MDJAK wrote in post #2446130
Okay, ladies and gents, put your thinking caps on and educate me, the village idiot.
As the focal length of a lens increases, the field of view narrows.
Have I got that right?
If I do, what, if anything, can be done to eliminate that?
Hold the kudos, as I came up with this in my sleep and woke up to run down here and post it.
Would it be possible to have, say, a 300mm lens with the same field/angle of view as, say, a 24mm lens?
What field of view does the Hubble have? Does it see a swath as wide as a 16-35?
Have at it, peoples.
me
Assuming the lens is for use with a given camera, the short answer is NO!

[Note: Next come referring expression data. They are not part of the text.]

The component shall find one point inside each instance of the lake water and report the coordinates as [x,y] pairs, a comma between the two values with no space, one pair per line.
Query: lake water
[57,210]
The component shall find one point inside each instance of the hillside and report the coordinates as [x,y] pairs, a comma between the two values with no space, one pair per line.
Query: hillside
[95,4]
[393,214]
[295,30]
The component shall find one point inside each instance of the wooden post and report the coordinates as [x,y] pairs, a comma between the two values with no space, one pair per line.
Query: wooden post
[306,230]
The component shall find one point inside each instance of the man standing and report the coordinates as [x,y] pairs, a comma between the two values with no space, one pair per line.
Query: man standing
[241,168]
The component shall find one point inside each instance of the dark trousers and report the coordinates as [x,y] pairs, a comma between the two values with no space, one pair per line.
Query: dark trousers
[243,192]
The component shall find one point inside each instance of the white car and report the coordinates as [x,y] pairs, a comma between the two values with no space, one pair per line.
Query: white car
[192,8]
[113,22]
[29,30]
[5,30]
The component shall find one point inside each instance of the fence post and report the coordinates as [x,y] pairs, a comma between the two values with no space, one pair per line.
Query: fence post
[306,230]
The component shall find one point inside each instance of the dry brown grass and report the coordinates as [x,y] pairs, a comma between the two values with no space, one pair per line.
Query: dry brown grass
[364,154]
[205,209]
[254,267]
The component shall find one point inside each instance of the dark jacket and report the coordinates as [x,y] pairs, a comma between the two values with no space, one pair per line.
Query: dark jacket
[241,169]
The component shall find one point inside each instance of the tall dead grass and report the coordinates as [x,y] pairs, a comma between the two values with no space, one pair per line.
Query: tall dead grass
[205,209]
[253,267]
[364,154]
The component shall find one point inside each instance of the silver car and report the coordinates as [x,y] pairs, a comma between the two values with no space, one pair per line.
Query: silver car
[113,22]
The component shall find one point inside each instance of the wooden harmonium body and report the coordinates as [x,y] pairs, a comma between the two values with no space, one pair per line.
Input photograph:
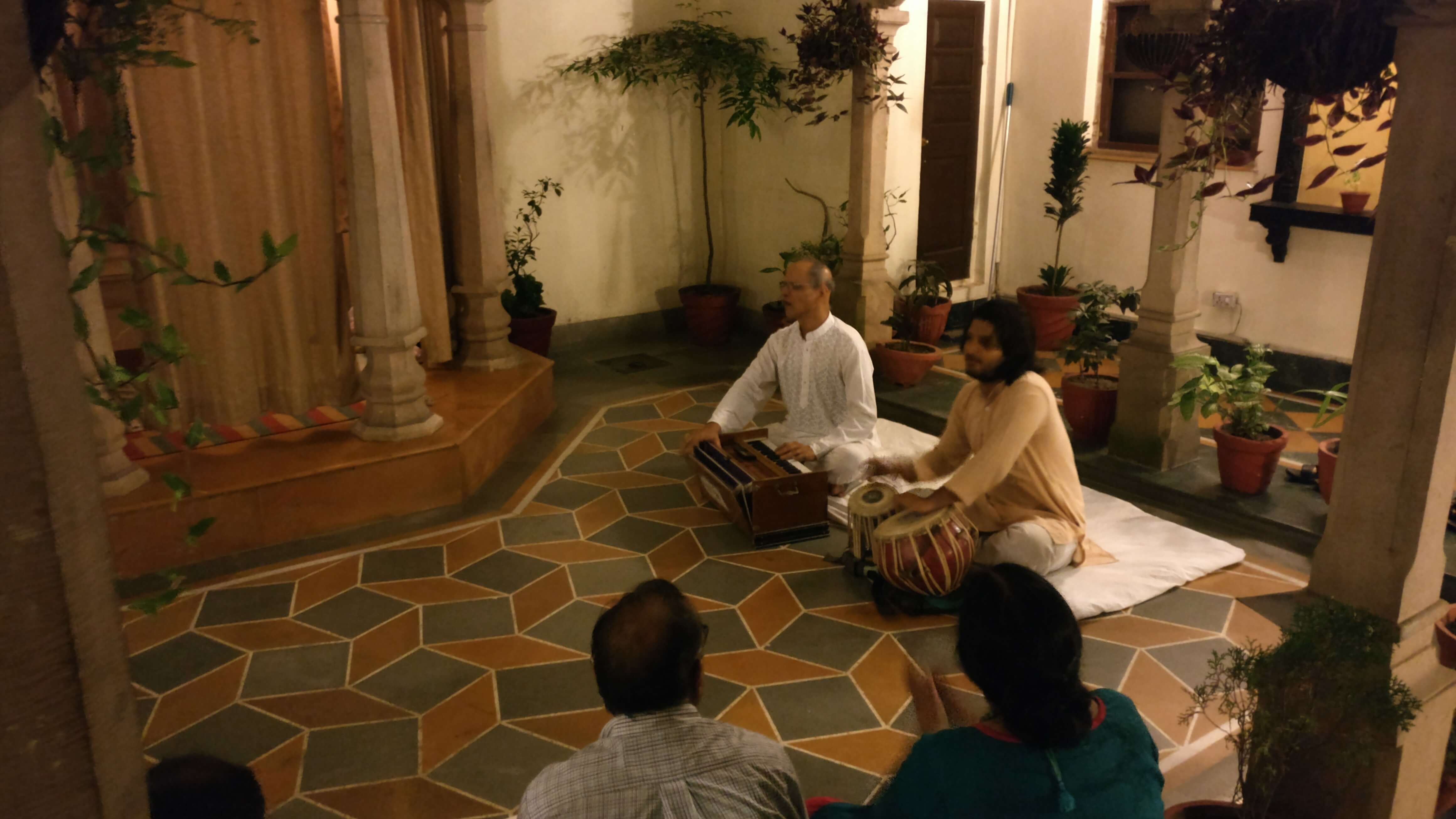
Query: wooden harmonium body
[774,500]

Field of view, or more accurately angle of view, is a property of the focal length of the lens and the size of the sensor. The equation for angle of view is:
A = 2arctan(d/2f)
where:
A = angle of view;
arctan = "the angle whose tangent is";
d = the dimension of the sensor/film in the measuring plane ("d" is from "diameter of the image circle"); and
f = the focal length of the lens.
For a full-frame 35mm sensor (or 35mm film), the image is 36×24mm. This produces a diagonal of 43.27mm. This 43.27mm is the size of the image circle.
For your 300mm lens on an ff35 camera, the angles of view are:
36mm (horizontal) plane = 6.87° (most useful AoV)

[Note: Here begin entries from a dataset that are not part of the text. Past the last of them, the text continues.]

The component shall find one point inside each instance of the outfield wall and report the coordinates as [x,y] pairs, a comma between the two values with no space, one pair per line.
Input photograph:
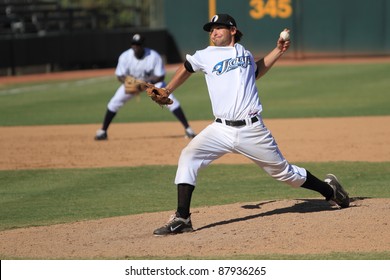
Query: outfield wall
[319,27]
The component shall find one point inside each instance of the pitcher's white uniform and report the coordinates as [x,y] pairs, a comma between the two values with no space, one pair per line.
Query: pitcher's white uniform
[150,65]
[230,76]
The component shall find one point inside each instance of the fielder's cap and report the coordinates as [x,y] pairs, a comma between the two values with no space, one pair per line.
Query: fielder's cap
[220,19]
[137,39]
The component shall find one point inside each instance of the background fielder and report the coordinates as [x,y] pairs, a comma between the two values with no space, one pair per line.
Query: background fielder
[231,73]
[147,65]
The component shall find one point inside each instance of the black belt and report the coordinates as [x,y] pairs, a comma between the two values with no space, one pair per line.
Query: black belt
[236,123]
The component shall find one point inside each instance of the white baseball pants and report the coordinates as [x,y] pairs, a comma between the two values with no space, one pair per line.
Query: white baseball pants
[121,97]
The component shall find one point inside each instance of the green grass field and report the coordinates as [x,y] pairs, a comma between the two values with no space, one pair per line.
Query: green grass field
[43,197]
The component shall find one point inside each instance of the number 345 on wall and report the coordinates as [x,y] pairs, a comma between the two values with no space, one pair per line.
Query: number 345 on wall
[272,8]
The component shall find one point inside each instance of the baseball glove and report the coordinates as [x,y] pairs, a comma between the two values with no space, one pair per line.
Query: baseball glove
[133,85]
[159,95]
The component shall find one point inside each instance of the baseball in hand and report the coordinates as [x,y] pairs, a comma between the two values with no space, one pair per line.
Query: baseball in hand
[285,35]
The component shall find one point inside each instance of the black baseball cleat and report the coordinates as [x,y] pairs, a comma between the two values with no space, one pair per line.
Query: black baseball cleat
[189,133]
[340,196]
[175,225]
[101,135]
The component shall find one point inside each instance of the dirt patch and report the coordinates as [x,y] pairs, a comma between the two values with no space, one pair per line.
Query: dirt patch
[266,227]
[300,226]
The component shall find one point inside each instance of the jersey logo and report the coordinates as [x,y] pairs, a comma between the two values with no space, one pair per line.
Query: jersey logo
[231,64]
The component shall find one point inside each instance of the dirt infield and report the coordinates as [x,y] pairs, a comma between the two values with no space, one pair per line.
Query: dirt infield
[299,226]
[307,226]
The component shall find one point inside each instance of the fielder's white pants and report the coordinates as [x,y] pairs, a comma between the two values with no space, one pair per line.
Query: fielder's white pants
[253,141]
[121,97]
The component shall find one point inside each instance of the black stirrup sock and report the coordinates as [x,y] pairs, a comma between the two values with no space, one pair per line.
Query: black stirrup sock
[184,194]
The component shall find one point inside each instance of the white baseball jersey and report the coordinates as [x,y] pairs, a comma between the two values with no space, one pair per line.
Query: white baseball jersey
[230,77]
[149,65]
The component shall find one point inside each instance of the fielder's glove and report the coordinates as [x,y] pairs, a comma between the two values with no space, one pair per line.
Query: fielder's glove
[133,85]
[159,95]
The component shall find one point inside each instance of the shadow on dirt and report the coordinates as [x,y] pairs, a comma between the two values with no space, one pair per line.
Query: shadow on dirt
[301,206]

24mm (vertical) plane = 4.58°
43.27mm (diagonal) plane = 8.25° (least useful but most cited AoV)
If you put the same lens on an EOS-1D MkIIn, which has a sensor size of 27.8×19.1mm, with a diagonal of 33.73mm, these angles of view become:
27.8mm (horizontal) plane = 5.31°
19.1mm (vertical) plane = 3.65°
33.73mm (diagonal) plane = 6.44°
Again, if you put the same lens on an EOS 30D with a 22.5×15mm sensor, with a diagonal of 27.04mm, the angles of view become:
22.5mm (horizontal) plane = 4.30°
15mm (vertical) plane = 2.86°
27.04mm (diagonal) plane = 5.16°
The smaller the sensor, the smaller the angles of view for a given lens. This is the basis of the so-called "crop factor," which is 1.2544 for a 1D (NOT the published 1.3) and 1.6 for a 30D.
I don't happen to know either the focal length or the sensor size for the Hubbel telescope. It is, however, not a "telescope" in the traditional meaning of the word, but rather one hell of a digital P&S camera.